The Met Gala looks were no surprise; fashion is becoming inherently political. On Sept. 24, Singer-Songwriter Rihanna was spotted in New York City wearing an oversized white T-shirt with the statement, “think while it’s still legal” in blue and red text. Conservatives nodded in approval of her outfit choice since they believe the government has had too large of a presence in their personal lives recently.

Political fashion extends beyond the Met Gala and celebrities. One of the most iconic pieces of everyday political fashion are the red ‘Make America Great Again’ hats used by Former President Donald Trump in his 2016 campaign. The red baseball caps embroidered with the letters MAGA in bold white stitching are nationally recognizable. Whether or not people agree with Trump, the delivery of his message spread and it was undeniably effective.

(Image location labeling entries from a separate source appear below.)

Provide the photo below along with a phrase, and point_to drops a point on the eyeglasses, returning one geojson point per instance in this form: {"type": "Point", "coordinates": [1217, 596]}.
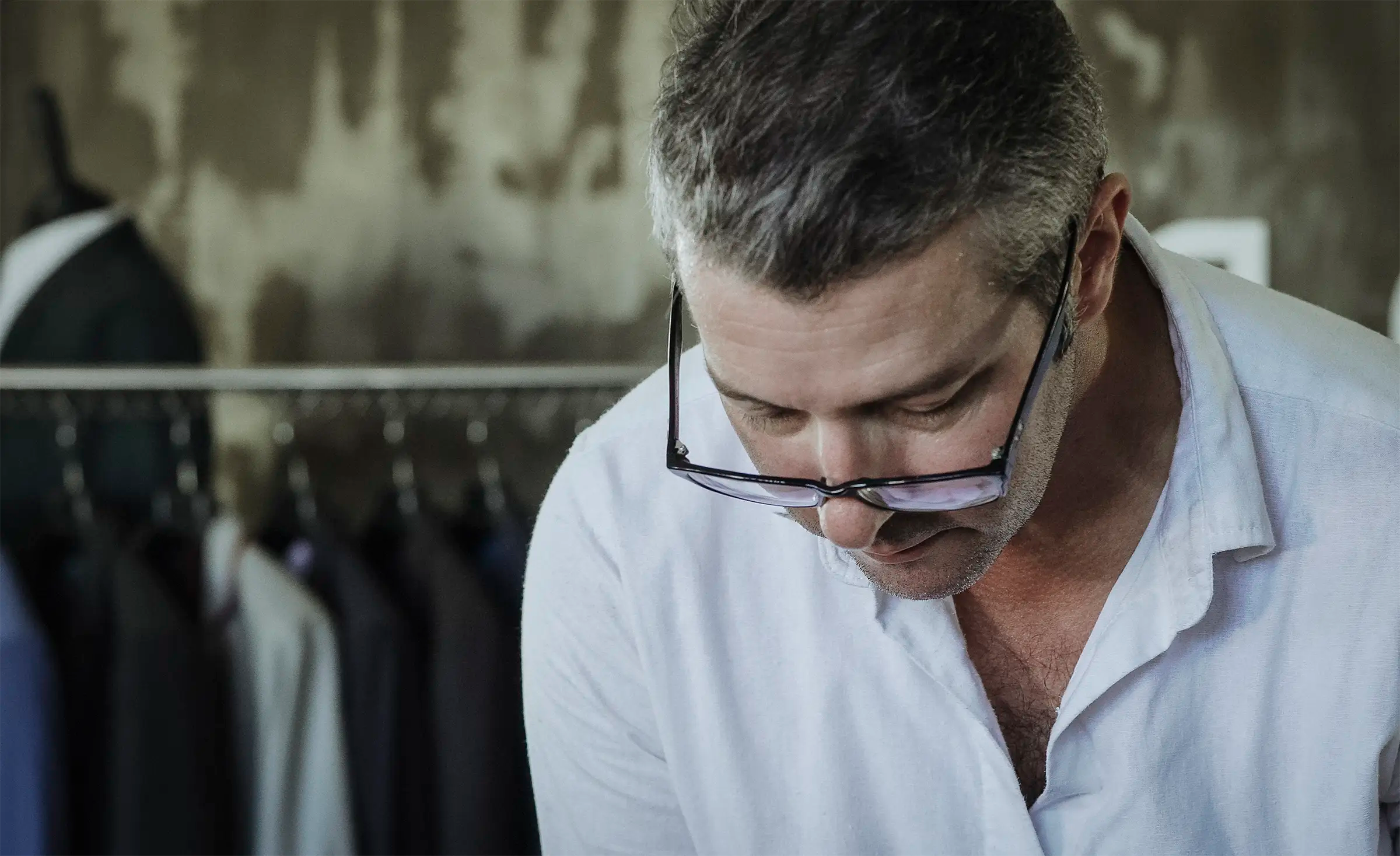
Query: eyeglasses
{"type": "Point", "coordinates": [939, 492]}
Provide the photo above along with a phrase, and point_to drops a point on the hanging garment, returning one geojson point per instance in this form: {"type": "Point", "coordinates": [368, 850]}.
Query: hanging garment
{"type": "Point", "coordinates": [471, 696]}
{"type": "Point", "coordinates": [136, 738]}
{"type": "Point", "coordinates": [34, 257]}
{"type": "Point", "coordinates": [89, 291]}
{"type": "Point", "coordinates": [374, 648]}
{"type": "Point", "coordinates": [286, 682]}
{"type": "Point", "coordinates": [29, 735]}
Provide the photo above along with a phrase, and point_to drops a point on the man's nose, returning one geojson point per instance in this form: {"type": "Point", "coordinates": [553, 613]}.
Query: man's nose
{"type": "Point", "coordinates": [850, 523]}
{"type": "Point", "coordinates": [846, 453]}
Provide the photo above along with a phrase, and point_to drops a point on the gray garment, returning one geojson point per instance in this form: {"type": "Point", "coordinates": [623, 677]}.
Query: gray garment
{"type": "Point", "coordinates": [286, 697]}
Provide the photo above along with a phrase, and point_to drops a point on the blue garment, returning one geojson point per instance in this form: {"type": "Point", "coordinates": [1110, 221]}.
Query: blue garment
{"type": "Point", "coordinates": [27, 718]}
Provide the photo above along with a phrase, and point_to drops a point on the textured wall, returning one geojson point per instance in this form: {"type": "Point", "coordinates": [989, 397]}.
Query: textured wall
{"type": "Point", "coordinates": [442, 180]}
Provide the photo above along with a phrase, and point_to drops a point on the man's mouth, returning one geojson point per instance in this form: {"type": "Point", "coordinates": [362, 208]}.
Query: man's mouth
{"type": "Point", "coordinates": [902, 555]}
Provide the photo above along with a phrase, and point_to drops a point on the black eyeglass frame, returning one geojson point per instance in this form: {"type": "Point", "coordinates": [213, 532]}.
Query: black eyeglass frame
{"type": "Point", "coordinates": [1003, 459]}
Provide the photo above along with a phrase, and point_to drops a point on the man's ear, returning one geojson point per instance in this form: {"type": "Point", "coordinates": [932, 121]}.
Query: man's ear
{"type": "Point", "coordinates": [1100, 246]}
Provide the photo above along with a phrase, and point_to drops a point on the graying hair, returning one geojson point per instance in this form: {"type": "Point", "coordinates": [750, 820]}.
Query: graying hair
{"type": "Point", "coordinates": [810, 142]}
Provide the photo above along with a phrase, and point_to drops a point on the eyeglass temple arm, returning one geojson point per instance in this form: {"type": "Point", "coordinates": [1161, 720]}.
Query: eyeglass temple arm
{"type": "Point", "coordinates": [1051, 343]}
{"type": "Point", "coordinates": [674, 446]}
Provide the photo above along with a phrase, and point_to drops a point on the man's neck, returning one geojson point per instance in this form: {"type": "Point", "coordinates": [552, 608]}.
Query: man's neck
{"type": "Point", "coordinates": [1114, 460]}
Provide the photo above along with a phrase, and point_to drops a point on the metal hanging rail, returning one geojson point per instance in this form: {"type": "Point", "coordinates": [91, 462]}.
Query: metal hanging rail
{"type": "Point", "coordinates": [323, 379]}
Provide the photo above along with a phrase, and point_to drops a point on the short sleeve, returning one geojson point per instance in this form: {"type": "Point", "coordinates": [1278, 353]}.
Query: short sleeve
{"type": "Point", "coordinates": [600, 775]}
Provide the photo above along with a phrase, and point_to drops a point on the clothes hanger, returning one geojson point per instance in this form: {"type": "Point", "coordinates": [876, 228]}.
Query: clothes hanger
{"type": "Point", "coordinates": [64, 195]}
{"type": "Point", "coordinates": [296, 512]}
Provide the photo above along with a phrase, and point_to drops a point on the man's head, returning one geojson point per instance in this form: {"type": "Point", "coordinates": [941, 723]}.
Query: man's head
{"type": "Point", "coordinates": [867, 204]}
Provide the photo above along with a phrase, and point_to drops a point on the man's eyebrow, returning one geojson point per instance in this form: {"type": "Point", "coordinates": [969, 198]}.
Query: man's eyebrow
{"type": "Point", "coordinates": [940, 379]}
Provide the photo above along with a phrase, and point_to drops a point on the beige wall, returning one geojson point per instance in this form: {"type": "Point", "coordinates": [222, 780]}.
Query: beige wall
{"type": "Point", "coordinates": [453, 180]}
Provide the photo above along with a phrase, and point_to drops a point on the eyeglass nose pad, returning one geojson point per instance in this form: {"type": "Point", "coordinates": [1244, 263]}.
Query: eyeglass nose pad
{"type": "Point", "coordinates": [873, 498]}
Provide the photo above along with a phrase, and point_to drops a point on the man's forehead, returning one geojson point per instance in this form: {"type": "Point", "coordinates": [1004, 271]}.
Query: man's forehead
{"type": "Point", "coordinates": [930, 317]}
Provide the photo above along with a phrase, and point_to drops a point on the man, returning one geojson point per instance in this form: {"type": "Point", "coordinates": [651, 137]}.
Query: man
{"type": "Point", "coordinates": [1144, 598]}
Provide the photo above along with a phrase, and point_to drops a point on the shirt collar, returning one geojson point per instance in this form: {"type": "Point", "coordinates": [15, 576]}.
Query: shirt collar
{"type": "Point", "coordinates": [1228, 498]}
{"type": "Point", "coordinates": [34, 257]}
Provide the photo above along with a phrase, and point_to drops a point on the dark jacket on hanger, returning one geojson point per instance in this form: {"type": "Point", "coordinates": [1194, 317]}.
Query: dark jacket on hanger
{"type": "Point", "coordinates": [142, 743]}
{"type": "Point", "coordinates": [111, 302]}
{"type": "Point", "coordinates": [461, 753]}
{"type": "Point", "coordinates": [374, 652]}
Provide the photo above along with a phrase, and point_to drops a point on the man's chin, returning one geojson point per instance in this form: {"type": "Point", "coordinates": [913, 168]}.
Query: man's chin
{"type": "Point", "coordinates": [949, 565]}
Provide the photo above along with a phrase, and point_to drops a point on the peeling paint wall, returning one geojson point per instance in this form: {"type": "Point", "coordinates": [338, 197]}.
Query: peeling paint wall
{"type": "Point", "coordinates": [460, 180]}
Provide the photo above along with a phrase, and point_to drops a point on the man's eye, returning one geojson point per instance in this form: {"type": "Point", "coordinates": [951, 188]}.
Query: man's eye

Public political fashion has also been brought to light through the Black Lives Matter movement. After the murder of Eric Garner on July 17, 2014, his famous last words, “I can’t breathe” became synonymous with the fight for freedom and justice for minorities. In the wake of the police brutality the Black community faced, Garner’s words were screened and printed on black T-shirts. “I can’t breathe” T-shirts were seen on the streets of marches and demonstrations, but also on a bigger stage. NBA players like Derrick Rose, LeBron James and the late Kobe Bryant wore “I can’t breathe” T-shirts while warming up for televised games. In 2014, Bryant commented, “We have the ability to question these things… that’s what makes us a great country.”

No matter what side of the aisle, one cannot deny that the role of fashion has become increasingly important in politics. Bradshaw touched on the pull fashion has on society by saying, “when … I was totally broke, sometimes I would buy Vogue instead of dinner. I felt it fed me more.”